We last heard from DeepMind’s dominant gaming AI in October. As opposed to earlier sessions of AlphaGo besting the world’s best Go players after the DeepMind team trained it on observations of said humans, the company’s Go-playing AI (version AlphaGo Zero) started beating pros after three days of playing against itself with no prior knowledge of the game.
On the sentience front, this still qualified as a ways off. To achieve self-training success, the AI had to be limited to a problem in which clear rules limited its actions and clear rules determined the outcome of a game. (Not every problem is so neatly defined, and fortunately, the outcomes of an AI uprising probably fall into the “poorly defined” category.)
This week, a new paper (PDF, not yet peer reviewed) details how quickly DeepMind’s AI has improved at its self-training in such scenarios. Evolved now to AlphaZero, this latest iteration started from scratch and bested the program that beat the human Go champions after just eight hours of self-training. And when AlphaZero instead decided to teach itself chess, the AI defeated the current world-champion chess program, Stockfish, after a mere four hours of self-training. (For fun, AlphaZero also took two hours to learn shogi—”a Japanese version of chess that’s played on a bigger board,” according to The Verge—and then defeated one of the best bots around.)
So for those keeping track, DeepMind’s latest AI became a world-class competitor at three separate complex games in less than a day. The team set out to build a “more generic version” of its previous software this time, and it would appear they succeeded.
Back in October 2015 when the original AlphaGo beat three-time European champion Fan Hui 5-0, it relied on a novel mix of deep neural-network machine learning and tree search techniques. Without getting into all the complexities, the system observed humans and then honed its strategy by pitching instances of AlphaGo against each other in a process known as reinforcement learning. Thousands (millions?) of iterations later, AlphaGo could dominate.
This time, AlphaZero relied more heavily on reinforcement training similar to the October 2017 success with AlphaGo Zero. As Ars Science Editor John Timmer described the process at that time:
The algorithm would learn by playing against a second instance of itself. Both Zeroes would start off with knowledge of the rules, but they would only be capable of playing random moves. Once a move was played, however, the algorithm tracked if it was associated with better game outcomes. Over time, that knowledge led to more sophisticated play.
Over time, the AI built up a tree of possible moves, along with values associated with the game outcomes in which they were played. It also kept track of how often a given move had been played in the past, so it could quickly identify moves that were consistently associated with success.
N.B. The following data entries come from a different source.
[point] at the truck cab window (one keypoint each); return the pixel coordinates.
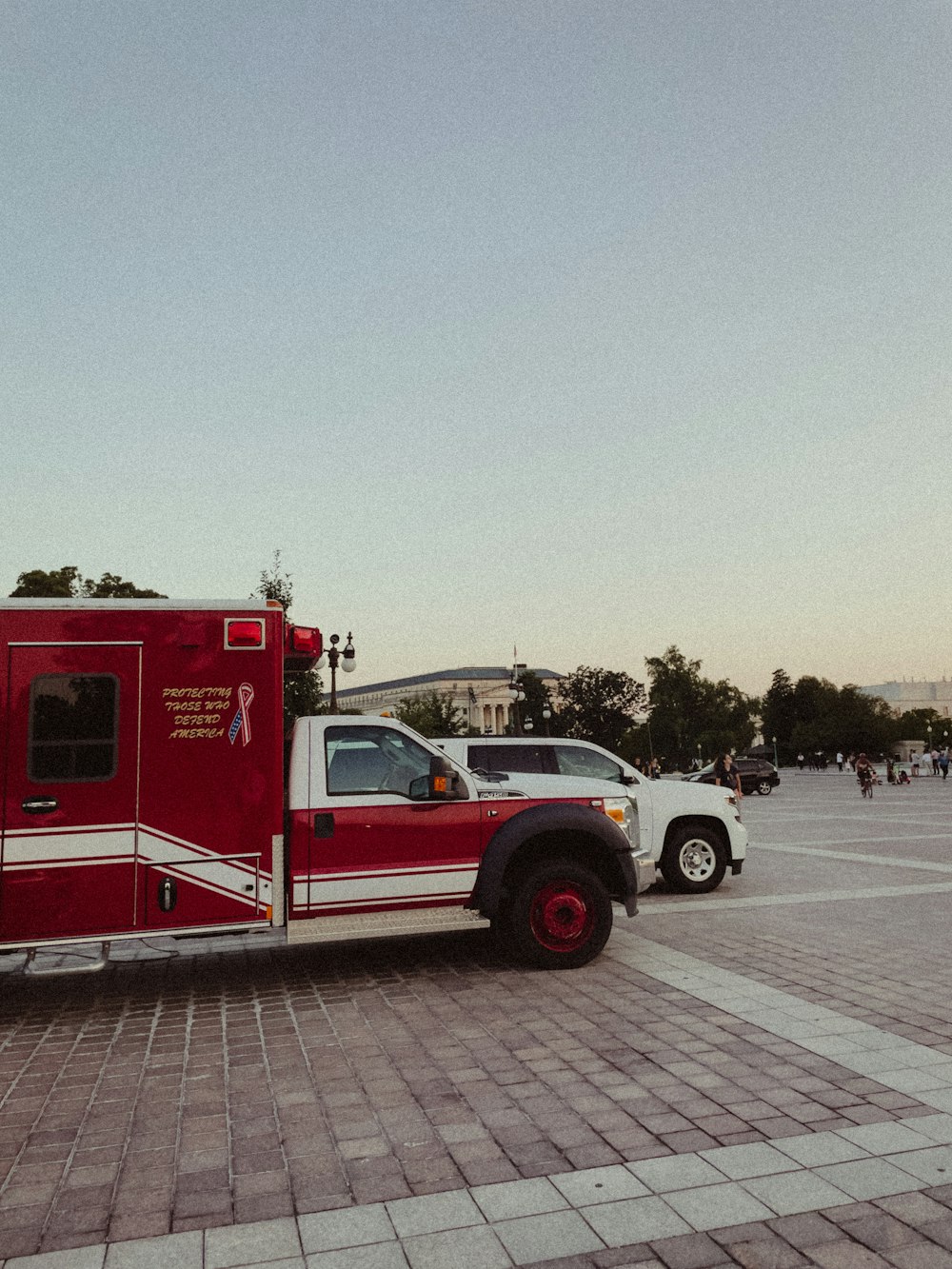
(575, 761)
(373, 761)
(74, 727)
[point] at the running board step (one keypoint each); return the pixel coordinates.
(377, 925)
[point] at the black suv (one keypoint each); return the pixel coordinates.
(757, 776)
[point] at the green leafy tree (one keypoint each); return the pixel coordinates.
(600, 704)
(304, 690)
(832, 719)
(432, 713)
(68, 583)
(779, 715)
(691, 711)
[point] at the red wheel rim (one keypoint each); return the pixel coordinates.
(562, 917)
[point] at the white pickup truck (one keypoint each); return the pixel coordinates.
(693, 833)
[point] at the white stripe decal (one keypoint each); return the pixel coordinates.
(114, 844)
(342, 890)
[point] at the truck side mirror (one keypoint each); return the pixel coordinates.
(444, 783)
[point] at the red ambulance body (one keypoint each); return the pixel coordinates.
(144, 792)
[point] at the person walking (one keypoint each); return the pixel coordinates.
(864, 774)
(726, 774)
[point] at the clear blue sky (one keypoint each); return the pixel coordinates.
(588, 327)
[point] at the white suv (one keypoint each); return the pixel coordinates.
(692, 831)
Since both instances of the neural network were improving at the same time, the procedure ensured that AlphaGo Zero was always playing against an opponent that was challenging at its current skill level.
Both Go and chess can be incredibly complex, with possible position totals that comfortably exceed 10100 possibilities.
This feat is merely DeepMind’s latest in a Go résumé that now includes beating the best humans, an online streak of 51 wins (before losing connectivity in match 52), and training itself to become world-class. As we’ve noted before, there’s almost no chance that a human will ever beat AlphaGo again, but we meatsacks can still learn a lot about the game itself by watching this AI play.